Тетя Тая была одинокой женщиной лет тридцати пяти, несколько полноватой, но довольно веселой. Она появилась в нашей семье внезапно – мама забрала ее к нам прямо в гипсе на время выздоровления, после того как она сломала себе ногу. Работала тетя Тая в вычислительном центре Южнотрубного завода, жила до переезда к нам в общежитии, и оказалась очень удобным в быту человеком. Она взяла на себя заботы по хозяйству, готовила обеды, занималась моим воспитанием, помогала делать домашние задания, полностью подменяла мою маму, когда той выдавалась возможность отдохнуть на курорте и на время ее командировок.
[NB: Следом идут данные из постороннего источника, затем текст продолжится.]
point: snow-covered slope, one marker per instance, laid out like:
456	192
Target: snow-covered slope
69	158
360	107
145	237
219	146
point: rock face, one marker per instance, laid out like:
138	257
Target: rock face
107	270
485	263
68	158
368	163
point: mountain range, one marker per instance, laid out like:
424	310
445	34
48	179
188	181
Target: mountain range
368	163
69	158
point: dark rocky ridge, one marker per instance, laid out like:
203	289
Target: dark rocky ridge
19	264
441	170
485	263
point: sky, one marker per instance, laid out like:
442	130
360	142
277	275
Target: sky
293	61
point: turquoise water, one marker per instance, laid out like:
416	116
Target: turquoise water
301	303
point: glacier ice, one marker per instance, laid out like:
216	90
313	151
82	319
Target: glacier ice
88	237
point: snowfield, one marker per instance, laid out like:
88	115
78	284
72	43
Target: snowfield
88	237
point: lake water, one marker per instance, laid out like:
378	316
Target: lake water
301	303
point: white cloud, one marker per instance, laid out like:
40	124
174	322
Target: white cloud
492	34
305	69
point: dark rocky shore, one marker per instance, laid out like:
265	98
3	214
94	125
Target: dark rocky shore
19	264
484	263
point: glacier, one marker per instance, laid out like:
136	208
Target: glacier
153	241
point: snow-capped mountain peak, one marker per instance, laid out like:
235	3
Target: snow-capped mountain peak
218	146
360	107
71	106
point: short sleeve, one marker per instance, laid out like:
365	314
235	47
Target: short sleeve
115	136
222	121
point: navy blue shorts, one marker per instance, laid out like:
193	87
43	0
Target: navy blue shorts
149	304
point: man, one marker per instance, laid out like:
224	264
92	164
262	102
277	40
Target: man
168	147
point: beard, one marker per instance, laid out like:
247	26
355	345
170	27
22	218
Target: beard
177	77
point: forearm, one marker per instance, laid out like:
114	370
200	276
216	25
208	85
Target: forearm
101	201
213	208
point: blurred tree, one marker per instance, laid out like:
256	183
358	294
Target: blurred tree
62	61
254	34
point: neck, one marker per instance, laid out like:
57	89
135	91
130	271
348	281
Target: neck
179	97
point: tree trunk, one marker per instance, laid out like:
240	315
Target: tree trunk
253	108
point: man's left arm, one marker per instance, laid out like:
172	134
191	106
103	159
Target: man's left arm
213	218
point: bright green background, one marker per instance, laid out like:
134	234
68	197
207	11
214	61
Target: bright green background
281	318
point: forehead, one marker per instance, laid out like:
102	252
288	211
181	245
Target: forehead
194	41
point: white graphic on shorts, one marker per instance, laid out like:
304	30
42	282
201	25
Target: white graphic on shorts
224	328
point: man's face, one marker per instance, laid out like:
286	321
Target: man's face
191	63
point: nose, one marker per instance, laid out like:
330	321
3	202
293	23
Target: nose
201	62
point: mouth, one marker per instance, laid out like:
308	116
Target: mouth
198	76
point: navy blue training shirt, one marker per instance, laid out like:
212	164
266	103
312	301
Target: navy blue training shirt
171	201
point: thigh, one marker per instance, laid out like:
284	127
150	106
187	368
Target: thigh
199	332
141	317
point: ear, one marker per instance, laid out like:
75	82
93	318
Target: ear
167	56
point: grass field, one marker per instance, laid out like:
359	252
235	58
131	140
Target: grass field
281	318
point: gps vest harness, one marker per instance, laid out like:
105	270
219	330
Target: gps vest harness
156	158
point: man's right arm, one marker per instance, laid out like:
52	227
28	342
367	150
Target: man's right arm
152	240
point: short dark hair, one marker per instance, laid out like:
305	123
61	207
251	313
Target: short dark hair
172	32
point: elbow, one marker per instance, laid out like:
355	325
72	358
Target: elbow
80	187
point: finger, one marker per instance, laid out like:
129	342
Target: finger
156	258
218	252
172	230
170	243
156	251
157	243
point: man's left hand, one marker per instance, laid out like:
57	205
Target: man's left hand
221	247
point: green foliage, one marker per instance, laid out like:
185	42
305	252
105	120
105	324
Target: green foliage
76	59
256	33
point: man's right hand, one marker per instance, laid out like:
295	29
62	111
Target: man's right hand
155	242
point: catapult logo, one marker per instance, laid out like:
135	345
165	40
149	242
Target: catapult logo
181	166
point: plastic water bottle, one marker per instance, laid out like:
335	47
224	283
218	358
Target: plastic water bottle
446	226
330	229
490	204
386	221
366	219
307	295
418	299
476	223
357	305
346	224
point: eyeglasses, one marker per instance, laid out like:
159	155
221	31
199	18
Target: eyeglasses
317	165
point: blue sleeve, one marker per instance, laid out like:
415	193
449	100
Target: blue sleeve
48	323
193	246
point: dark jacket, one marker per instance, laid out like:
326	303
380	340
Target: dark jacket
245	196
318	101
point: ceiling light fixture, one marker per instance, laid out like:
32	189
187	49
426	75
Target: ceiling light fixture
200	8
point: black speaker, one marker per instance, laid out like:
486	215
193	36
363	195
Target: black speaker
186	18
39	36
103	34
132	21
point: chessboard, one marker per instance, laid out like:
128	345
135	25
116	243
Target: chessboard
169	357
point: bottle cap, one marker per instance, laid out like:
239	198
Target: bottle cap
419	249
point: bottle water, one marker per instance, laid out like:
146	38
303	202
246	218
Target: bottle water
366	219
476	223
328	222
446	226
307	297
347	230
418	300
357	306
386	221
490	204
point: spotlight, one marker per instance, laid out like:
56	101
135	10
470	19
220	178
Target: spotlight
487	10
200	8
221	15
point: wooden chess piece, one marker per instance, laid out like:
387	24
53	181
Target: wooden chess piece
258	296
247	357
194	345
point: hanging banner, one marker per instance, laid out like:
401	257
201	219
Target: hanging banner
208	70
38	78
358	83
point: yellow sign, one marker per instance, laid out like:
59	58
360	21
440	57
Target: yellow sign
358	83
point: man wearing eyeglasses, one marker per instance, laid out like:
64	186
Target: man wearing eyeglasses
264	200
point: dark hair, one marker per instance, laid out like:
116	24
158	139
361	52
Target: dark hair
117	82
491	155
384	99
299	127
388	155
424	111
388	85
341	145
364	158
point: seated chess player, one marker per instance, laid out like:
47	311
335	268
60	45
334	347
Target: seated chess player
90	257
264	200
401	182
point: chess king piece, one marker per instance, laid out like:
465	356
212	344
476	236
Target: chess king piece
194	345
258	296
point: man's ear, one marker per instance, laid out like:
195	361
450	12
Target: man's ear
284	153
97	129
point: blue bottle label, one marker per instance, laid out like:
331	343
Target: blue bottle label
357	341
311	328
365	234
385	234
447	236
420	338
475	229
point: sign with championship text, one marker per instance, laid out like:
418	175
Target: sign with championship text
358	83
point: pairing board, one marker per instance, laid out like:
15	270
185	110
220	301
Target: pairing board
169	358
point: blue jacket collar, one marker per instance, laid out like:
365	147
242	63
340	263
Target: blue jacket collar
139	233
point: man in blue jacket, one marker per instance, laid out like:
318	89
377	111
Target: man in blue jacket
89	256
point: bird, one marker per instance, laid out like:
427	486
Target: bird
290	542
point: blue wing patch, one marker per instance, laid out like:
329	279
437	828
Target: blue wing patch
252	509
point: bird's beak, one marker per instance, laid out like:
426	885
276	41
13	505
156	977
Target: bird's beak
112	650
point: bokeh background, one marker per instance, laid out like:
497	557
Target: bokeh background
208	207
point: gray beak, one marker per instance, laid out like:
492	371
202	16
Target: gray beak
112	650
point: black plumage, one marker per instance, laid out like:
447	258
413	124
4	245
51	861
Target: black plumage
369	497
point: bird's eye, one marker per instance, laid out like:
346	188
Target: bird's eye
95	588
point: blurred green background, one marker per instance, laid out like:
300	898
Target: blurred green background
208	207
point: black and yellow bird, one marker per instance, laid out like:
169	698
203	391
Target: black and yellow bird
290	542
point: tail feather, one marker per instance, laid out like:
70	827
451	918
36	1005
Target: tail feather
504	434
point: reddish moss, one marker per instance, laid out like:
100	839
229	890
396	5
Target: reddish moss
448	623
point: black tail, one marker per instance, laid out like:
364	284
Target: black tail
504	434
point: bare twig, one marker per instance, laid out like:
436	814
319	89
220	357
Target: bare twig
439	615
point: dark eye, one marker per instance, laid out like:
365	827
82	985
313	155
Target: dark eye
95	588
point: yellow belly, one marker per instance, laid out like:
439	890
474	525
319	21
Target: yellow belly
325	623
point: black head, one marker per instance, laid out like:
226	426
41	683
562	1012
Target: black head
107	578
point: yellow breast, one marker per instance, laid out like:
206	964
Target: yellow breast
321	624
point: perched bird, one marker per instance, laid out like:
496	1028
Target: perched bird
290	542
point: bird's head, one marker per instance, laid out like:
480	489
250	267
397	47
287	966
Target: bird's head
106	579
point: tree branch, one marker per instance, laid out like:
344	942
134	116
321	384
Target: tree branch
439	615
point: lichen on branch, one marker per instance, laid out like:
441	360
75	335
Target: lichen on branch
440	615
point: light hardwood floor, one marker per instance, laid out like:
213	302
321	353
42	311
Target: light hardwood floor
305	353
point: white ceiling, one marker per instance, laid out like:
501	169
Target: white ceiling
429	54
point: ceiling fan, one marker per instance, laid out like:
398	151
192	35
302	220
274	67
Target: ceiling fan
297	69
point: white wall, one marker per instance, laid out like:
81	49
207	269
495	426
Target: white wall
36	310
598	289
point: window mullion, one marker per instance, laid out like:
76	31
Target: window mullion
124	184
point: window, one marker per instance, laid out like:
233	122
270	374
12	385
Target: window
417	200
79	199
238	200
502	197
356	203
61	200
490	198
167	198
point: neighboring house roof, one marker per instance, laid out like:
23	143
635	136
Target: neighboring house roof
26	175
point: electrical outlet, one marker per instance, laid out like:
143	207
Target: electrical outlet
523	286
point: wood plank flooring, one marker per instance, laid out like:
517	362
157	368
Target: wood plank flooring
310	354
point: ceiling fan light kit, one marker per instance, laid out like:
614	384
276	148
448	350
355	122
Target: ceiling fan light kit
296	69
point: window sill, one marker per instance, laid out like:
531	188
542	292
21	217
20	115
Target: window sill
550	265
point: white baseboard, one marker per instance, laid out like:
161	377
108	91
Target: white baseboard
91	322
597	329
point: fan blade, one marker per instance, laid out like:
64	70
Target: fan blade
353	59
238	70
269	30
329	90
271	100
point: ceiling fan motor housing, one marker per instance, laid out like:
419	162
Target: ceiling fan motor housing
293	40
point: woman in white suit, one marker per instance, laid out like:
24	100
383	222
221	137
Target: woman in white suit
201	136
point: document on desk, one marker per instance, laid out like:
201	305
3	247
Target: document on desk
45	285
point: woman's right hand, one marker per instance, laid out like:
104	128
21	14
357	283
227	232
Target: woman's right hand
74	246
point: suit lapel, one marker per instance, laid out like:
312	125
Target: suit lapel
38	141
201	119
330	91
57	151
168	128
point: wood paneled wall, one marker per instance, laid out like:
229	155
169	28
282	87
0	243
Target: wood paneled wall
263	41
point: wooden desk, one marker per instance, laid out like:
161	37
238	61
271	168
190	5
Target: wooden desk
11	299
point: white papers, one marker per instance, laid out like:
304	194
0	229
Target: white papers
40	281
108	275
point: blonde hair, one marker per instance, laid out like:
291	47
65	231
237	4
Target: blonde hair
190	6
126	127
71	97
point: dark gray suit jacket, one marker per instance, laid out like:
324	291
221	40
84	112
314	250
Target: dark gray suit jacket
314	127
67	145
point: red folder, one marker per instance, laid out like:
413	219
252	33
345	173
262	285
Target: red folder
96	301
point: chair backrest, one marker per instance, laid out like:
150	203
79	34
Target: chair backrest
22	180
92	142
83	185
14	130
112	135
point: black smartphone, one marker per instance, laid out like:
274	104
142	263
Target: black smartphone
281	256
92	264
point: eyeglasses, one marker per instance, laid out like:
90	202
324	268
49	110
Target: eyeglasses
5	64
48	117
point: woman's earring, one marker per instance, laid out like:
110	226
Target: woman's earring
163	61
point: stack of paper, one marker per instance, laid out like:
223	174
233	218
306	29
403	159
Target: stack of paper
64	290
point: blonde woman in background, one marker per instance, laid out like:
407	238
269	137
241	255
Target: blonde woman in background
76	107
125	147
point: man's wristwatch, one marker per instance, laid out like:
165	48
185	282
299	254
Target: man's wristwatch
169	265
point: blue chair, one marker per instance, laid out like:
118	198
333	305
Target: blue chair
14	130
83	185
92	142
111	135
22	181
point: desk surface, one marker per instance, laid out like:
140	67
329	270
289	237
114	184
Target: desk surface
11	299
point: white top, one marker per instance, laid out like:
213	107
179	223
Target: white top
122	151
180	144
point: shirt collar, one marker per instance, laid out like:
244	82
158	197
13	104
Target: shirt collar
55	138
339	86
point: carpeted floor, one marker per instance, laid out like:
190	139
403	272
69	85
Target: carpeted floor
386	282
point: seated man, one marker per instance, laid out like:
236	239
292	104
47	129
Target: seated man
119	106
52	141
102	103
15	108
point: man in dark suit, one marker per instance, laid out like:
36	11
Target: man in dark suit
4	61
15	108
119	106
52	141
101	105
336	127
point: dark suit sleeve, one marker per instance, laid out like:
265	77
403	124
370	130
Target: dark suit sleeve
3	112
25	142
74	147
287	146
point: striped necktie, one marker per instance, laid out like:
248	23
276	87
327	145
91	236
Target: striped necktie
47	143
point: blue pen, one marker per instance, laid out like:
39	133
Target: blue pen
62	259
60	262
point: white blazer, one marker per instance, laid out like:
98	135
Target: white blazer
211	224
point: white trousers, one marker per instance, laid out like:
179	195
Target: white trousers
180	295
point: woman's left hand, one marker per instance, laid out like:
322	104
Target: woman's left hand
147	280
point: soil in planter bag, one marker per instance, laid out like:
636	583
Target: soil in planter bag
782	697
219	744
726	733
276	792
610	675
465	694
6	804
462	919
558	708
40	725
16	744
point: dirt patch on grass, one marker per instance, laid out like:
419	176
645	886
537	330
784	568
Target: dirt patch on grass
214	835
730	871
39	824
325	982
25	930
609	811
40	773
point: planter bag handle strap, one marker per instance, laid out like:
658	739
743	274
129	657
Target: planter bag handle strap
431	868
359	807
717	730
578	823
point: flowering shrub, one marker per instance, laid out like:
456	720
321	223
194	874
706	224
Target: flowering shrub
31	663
Так вот, тетя Тая осталась жить у нас на несколько лет. Я не знаю, какие отношения связывали мою маму с этой женщиной. Она жила с нами даже тогда, когда в жизни мамы появлялись другие мужчины. Отношения с тетей Таей у мамы были неровными. Да, у нее со многими людьми были неровные отношения. Было время когда она выставляла ее и запрещала мне с ней общаться. Но я все-равно заходил к ней в гости и она мне рассказывала о своем увлечении фотографией или делилась планами на путешествия за границу. Пару раз она брала меня с собой на ночную смену в вычислительный центр, где работали одни женщины. Из вычислительного центра я принес домой портрет Ленина, напечатанный на листе бумаги методом програмирования с использованием всего одной буквы – то ли Ха, то ли Же, – не суть важно.

С тетей Таей мы учили таблицу умножения, и я помню наш с ней диспут по поводу математики. Я ненавидел математику, и утверждал, что это совершенно бесполезный предмет в школьной программе. Тетя Тая приводила аргументы, что без математики я не смогу поступить в институт и не получу образования, которое позволит мне претендовать на хорошую работу. На что я отвечал, что собираюсь работать говночистом, на что она возражала тем, что мне нужно будет уметь подсчитывать сколько ведер говна я откачал, чтобы меня не обманули при расчете зарплаты. В общем, я признал правоту тети Таи и выучил таблицу умножения, однако, как я убедился на личном опыте, говночистам математика действительно ни к чему.

Смешно, что спустя сорок лет, уже в Америке, работая уборщиком в школе, я убедил босса оплатить мне курс математики в колледже, доказывая, что мне это необходимо для знания норм расхода чистящих веществ на единицу площади. На самом деле я собирался продвинуться выше, но уже было слишком поздно строить свою карьеру говночиста в пятьдесят лет. И дело было даже не возрасте, а в моем чистоплюйстве. Чтобы чего-то добиться в жизни, нужно окунуться в дерьмо с головой.